Die Witterung wirkt sich auf Freileitungen aus. Dabei gilt: Je höher die Außentemperatur ist, desto geringer ist die zulässige Übertragungskapazität eines Leiterseils. Gleichzeitig steigen die Anforderungen an das Stromnetz: Immer mehr Erneuerbare Energien-Anlagen werden angeschlossen, während gleichzeitig der Stromverbrauch – etwa durch Wärmepumpen oder E-Ladesäulen – ansteigt. Damit SH Netz ihr Stromnetz optimal nutzen kann, ist ein genaues Freileitungsmonitoring entscheidend.
„Wir wollen herausfinden, ob beziehungsweise welche Sensoren einen Mehrwert im Vergleich zu unserem aktuellen Freileitungsmonitoring bieten und welche Sensoren am besten zu unserem Anforderungsprofil passen“, sagt Projektleiter Gianmarco Salazar Gesell. Die Sensoren nutzen unterschiedlichste Verfahren: Während beispielsweise ein Modell die Schwingung des Leiterseils misst, um daraus dessen Temperatur zu errechnen, erfasst ein anderes die Neigung des Seils. Denn: Je wärmer ein Leiterseil ist, desto stärker hängt es aufgrund der Ausdehnung des Stahls durch. Ein Mindestabstand von sechs Metern muss zum Boden immer eingehalten werden. Ein besonders wichtiger Aspekt, der von zu den Sensoren gehörenden Wetterstationen gemessen wird, ist die Windgeschwindigkeit. Je stärker der Wind weht, desto besser kühlt er die Leiterseile. Bei dem Test werden zudem Aspekte wie die Montage oder die Kosten der Sensoren miteinander verglichen.
Der Testzeitraum erstreckt sich über ein Jahr. „Dadurch können wir über alle Jahreszeiten hinweg Daten erfassen und miteinander vergleichen“, sagt Gerrit Erichsen, ebenfalls Projektleiter.

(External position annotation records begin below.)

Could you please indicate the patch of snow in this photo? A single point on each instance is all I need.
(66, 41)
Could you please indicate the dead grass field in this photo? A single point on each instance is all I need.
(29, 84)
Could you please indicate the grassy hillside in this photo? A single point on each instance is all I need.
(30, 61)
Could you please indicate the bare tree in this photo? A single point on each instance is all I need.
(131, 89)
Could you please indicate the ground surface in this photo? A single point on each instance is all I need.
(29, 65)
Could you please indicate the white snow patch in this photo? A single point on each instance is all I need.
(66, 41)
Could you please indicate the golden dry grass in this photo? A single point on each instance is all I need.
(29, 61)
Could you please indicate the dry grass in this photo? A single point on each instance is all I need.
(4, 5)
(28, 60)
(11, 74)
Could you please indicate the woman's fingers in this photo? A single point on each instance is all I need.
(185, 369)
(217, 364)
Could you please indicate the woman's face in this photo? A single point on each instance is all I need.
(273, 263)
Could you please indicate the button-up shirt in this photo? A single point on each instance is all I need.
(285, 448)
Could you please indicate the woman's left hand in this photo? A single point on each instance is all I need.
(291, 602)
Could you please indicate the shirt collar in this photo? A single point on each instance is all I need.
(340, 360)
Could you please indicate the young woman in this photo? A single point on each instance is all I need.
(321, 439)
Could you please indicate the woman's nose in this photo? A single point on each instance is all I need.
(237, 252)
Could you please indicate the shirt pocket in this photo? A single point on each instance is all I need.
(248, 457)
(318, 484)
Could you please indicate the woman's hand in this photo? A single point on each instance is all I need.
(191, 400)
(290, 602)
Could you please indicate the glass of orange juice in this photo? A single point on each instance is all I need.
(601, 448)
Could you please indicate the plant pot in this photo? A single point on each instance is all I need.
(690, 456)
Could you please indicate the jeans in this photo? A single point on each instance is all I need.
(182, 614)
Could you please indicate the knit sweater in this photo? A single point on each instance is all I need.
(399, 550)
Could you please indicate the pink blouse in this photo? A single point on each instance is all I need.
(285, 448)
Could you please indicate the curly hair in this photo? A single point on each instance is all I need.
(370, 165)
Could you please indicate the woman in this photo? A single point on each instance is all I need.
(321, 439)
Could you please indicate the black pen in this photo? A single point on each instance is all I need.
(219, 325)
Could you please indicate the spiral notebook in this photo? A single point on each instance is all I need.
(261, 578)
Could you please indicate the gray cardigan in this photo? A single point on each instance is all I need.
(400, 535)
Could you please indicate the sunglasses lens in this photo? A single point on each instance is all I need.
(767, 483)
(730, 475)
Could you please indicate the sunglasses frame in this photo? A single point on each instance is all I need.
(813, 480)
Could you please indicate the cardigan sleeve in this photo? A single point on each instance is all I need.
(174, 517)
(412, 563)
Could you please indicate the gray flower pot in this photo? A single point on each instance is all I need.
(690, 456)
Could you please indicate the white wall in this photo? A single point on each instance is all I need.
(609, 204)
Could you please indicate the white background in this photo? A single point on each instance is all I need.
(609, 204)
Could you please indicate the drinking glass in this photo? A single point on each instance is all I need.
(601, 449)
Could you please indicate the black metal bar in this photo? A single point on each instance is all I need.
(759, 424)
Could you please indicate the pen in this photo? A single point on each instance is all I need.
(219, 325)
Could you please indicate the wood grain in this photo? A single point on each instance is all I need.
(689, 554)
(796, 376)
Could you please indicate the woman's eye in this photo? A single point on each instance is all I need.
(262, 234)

Insgesamt 30 Sensoren an elf Masten haben Mitarbeiter von SH Netz kürzlich für den Vergleichstest installiert. Montiert wurden sie an einer Hochspannungsleitung im Kreis Nordfriesland sowie einer Leitung im Kreis Pinneberg. Dadurch werden unterschiedliche Nutzungsprofile abgedeckt: „Im Kreis Nordfriesland sind viele Windparks an der Leitung angeschlossen, während im Kreis Pinneberg viele Verbraucher Strom durch die Leitung beziehen“, erklärt Gianmarco Salazar Gesell.
Aktuell greift SH Netz für das Freileitungsmonitoring auf Daten von Wetterstationen zurück. Davon betreibt SH Netz elf eigene Exemplare in Schleswig-Holstein. Anhand der Wetterdaten errechnet SH Netz die Übertragungskapazitäten ihrer Leitungen. Durch die neuen Sensoren soll dieses Verfahren im Schwachwindbereich verbessert werden, sodass SH Netz für den Ausbau von Photovoltaikanlagen noch besser gerüstet ist. Verläuft der Test positiv, plant SH Netz den Einsatz von Sensoren im Hochspannungsnetz. Die Wetterstationen werden jedoch als Backup weiterbetrieben. „Dadurch haben wir selbst bei einem Ausfall von Sensorik eine sichere Berechnungsgrundlage“, sagt Gianmarco Salazar Gesell.